AUGUSTA — Chief Justice Leigh Saufley on Thursday urged legislators “to bring the courts into the digital age,” saying the Maine’s antiquated paper-based court records system soon needs an electronic conversion that will cost millions of dollars.
“The persistence of paper files in Maine courts is no longer quaint; it is a serious impediment to the delivery of justice,” Saufley told legislators in her annual State of the Judiciary speech.
At a news conference after the presentation, Saufley said “the public expects to be able to see and hear and learn information online.”
While access to federal court filings is available online at a price of 8 cents per page, the state court system has no equivalent system to allow the people to read or file documents electronically.
Associate Supreme Court Justice Donald Alexander said that when the state courts looked at electronic filing in 2008, “the capital cost then was $4 million” and that did not include funding for training or personnel and other items.
Saufley said the planning phase of the e-filing court system will launch in the 2014 fiscal year without the need for new funding. After that initial design phase, Saufley said she will work with the governor “to find a way to fund this critical investment.”
“Your support will get us on the road to the new world,” she said.
Saufley said another hurdle for the state courts is that 70 percent to 80 percent of state civil cases are filed by plaintiffs themselves rather than by attorneys.
In advances against domestic violence, Saufley said, “Protection-from-abuse orders will soon be available electronically in law enforcement officers’ cars and can be served immediately, in the community, on the offender.”
She cited figures from Maine Attorney General Janet Mills, who watched the speech from the gallery, showing that 11 of Maine’s 25 homicides in 2012 were classified as related to domestic violence.
“It will be a good year when I can stand here and report that the attorney general says no lives were taken as a result of domestic violence in the state of Maine,” Saufley said.

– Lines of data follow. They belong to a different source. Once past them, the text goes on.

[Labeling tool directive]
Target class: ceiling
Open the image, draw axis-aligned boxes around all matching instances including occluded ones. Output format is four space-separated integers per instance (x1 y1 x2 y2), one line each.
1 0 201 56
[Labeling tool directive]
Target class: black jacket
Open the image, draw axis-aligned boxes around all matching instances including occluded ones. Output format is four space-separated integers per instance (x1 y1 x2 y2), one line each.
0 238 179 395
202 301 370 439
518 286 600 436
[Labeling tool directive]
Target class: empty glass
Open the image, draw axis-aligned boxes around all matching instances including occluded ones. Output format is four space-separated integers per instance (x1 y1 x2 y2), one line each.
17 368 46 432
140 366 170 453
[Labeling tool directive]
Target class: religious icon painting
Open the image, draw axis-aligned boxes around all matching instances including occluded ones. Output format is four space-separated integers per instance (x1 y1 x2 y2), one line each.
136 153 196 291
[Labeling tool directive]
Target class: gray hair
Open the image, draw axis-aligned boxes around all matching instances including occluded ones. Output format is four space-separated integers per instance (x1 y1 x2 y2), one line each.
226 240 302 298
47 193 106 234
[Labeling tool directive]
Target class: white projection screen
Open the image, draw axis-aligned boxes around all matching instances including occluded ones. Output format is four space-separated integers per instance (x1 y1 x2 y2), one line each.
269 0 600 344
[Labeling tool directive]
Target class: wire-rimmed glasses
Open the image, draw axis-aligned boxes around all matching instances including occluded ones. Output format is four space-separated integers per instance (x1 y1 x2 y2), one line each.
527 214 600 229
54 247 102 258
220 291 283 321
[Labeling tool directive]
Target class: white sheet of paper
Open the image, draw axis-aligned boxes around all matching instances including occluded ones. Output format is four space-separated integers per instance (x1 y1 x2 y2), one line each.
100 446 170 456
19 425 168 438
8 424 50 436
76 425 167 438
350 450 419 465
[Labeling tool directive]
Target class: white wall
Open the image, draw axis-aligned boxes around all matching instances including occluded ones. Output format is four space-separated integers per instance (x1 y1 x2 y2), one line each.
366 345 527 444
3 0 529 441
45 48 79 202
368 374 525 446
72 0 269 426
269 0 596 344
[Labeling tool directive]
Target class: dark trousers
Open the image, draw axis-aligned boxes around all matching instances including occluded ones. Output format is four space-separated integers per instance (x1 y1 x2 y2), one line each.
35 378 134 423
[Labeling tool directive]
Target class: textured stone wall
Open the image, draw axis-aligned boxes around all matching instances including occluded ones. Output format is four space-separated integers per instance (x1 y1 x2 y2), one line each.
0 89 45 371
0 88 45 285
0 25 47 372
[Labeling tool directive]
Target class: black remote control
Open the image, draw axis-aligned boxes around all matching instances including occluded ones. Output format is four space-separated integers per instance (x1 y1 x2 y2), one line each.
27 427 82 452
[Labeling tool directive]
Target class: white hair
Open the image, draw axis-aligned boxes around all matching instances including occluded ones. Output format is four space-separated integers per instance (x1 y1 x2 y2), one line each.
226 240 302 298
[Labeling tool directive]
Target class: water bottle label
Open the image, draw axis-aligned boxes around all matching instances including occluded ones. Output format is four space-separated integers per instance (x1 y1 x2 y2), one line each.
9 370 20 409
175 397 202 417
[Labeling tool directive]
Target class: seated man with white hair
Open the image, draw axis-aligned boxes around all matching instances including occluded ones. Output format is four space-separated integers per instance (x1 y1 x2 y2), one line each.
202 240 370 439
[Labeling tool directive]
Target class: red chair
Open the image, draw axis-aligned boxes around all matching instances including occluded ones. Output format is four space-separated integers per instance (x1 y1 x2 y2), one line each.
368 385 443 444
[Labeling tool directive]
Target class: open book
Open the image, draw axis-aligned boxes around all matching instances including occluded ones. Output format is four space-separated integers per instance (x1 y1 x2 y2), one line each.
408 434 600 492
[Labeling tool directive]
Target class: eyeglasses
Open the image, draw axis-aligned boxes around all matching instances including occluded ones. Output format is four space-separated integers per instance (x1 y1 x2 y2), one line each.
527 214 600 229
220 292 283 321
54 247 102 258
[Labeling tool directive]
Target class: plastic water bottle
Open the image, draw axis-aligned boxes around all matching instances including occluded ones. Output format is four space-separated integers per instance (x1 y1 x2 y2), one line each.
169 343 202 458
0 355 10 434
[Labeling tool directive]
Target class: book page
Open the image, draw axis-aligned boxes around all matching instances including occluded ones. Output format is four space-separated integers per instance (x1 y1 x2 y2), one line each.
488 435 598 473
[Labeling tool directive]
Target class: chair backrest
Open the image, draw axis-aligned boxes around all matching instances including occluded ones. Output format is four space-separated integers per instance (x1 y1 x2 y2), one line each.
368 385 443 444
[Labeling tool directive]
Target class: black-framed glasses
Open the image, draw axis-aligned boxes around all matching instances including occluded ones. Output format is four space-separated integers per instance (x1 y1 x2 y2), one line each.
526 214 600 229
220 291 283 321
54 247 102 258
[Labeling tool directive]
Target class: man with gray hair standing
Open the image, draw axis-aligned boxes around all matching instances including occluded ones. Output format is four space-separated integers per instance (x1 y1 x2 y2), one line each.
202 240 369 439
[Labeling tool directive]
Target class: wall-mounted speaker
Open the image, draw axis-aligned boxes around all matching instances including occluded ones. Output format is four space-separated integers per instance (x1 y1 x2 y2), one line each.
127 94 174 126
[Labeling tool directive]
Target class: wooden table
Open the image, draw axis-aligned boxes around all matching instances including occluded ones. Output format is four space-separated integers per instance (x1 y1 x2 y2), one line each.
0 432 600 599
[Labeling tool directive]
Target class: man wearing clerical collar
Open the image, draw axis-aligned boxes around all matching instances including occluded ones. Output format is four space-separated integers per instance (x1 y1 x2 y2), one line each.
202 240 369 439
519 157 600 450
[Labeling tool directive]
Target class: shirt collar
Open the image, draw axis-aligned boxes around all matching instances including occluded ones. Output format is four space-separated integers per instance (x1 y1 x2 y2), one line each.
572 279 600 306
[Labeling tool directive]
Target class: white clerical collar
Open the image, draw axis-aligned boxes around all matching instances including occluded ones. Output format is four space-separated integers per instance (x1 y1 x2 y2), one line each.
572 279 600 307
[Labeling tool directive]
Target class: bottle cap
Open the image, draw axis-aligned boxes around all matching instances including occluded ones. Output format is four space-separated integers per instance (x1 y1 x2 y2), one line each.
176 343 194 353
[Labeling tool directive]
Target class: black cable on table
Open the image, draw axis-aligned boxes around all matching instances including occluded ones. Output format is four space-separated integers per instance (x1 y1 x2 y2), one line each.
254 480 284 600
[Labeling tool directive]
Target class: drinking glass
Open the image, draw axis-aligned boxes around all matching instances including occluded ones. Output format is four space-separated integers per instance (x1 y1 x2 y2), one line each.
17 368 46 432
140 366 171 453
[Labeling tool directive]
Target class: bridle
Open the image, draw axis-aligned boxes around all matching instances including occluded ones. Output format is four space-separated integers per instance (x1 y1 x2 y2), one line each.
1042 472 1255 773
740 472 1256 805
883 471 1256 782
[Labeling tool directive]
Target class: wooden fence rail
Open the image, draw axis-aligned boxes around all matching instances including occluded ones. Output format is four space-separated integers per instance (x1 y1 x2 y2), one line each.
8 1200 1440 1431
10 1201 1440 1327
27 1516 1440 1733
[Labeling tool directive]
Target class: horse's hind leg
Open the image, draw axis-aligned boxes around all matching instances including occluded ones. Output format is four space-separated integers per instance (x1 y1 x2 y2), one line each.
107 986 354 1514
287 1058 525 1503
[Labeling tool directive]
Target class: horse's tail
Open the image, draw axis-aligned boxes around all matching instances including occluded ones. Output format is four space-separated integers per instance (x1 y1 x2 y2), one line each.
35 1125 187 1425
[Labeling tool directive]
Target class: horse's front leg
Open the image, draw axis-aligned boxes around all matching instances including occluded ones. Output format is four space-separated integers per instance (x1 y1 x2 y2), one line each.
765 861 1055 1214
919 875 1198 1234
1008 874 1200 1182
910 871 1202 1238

In her speech, Saufley paid tribute to all those in the House chamber who have been jurors and introduced one of those who served recently, Eva Green, of Waterville, who was watching from the gallery.
Green, 67, later said she was chosen as a juror on three criminal cases, one of which was later dismissed and two of which resulted in verdicts of guilty.
“I was very nervous about it from the beginning,” Green said, but added that as the cases proceeded, her interest grew. “I really enjoyed it mentally, especially deciphering how the two different lawyers tried to outsmart one another.”
Saufley also made a pitch to get jurors like Green an increase in mileage reimbursement, telling legislators that the current 14 cents per mile is unfair, considering the state reimbursement rate is 44 cents per mile.
Saufley spoke about good results from consolidating the district and superior court dockets in Cumberland and Penobscot counties.
“The time from initial charges to final resolution of some of the most serious cases has been cut in half,” she said, adding that Somerset, Franklin, Piscataquis and Sagadahoc counties are next.
Turning her attention to Kennebec County, she noted that a new Kennebec County courthouse, now under construction about a half-mile from the State House, will consolidate three courts into one.
“The result will be a safe, modern courthouse that will stand for justice in Maine’s capital for the next hundred years,” Saufley said.